店主の渡辺さんは杉並生まれだが、2008(平成20)年1月に高円寺に開業したのは偶然からとのこと。都内全域を探した末、内装を自由に変更できる建物を見つけたのが高円寺だった。「日常から離れる」をテーマに、6カ月かけてほぼ手作りで、洋館をモチーフにした理想の空間を作り上げた。席はすべて趣向が異なる作りになっており、お気に入りの定席がある常連客も多いという。「自分の部屋のように使って、独特の空気感を楽しんでほしい。」と渡辺さん。

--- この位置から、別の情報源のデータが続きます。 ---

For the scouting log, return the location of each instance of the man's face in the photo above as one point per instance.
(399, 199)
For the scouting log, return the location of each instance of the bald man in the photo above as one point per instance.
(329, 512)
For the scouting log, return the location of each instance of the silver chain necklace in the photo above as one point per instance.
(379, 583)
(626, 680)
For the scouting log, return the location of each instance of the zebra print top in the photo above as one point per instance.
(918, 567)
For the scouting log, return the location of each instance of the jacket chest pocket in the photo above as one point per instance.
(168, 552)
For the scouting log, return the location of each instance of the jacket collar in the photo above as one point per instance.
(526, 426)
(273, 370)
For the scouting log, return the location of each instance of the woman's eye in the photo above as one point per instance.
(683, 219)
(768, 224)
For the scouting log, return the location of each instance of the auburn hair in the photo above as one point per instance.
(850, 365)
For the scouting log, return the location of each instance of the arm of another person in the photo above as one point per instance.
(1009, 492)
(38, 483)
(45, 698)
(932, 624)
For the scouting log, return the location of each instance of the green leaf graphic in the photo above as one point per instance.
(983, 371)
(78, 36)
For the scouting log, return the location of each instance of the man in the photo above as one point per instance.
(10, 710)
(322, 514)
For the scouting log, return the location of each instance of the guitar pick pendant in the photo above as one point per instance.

開業時から各席には「落書き帳」が置かれ、自由にメッセージを書ける。「最初はアンケートのような目的で置いていたのですが、心情を書く方が多く、それに感銘を受けた方がまた思いを書きつづるといった感じで続いています。開業以来100冊を超え、店の宝物になっています。」メニューは飲み物が中心。写真入りの丁寧な説明書きが用意されていて、客が飲み物を選びやすいようにとの渡辺さんの心配りを感じる。
同じビルの3階には、渡辺さんが経営する喫茶店「エセルの中庭」がある。こちらは店内で会話ができるので、誰かと時間を共有したくなったら、足を運んでみてはいかが。